"Rates have been there (3.75 percent) for so long that most everybody who could benefit from lower rates has applied," says mortgage analyst Mark Hanson. "Now, when rates pop up over 4 percent, it chokes off refi activity, which is sad. 5 percent rates in the U.S. are now prohibitively high."
Again, a little perspective here. Mortgage rates, spurred by government intervention in the market, of course, are still incredibly low. The problem is that the refinance business has changed fundamentally. This from analyst Barry Eisbruck:
"There used to be a product called cash out refinancing. Those quarterly refinancing numbers are amazing from 2003 vs. 2011. In 2003 you had 4.3T of total mortgage volume, 3T in cash out/refinancing and 1.3T in purchase origination. In 2011 it was around 1.3T of total mortgage volume, 75-80 percent of that was refinancing, so probably around 300-400B of purchase origination. These numbers are happening with record low rates and home prices at 1Q2003 levels."

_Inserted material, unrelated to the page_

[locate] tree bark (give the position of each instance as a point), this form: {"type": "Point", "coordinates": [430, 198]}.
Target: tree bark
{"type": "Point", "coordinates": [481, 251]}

Here's another strange point: In the fourth quarter of 2011, mortgages were cheaper than they've ever been, and yet refinancing was lower than the previous year, when rates were much higher. It all leads to the question: have refis run out?
"The decline in the Refinance Index this week was driven largely by a 12.0 percent drop in government refinance activity, while conventional refinance applications fell by less, decreasing 3.4 percent from the previous week," according to today's mortgage applications report from the Mortgage Bankers Association.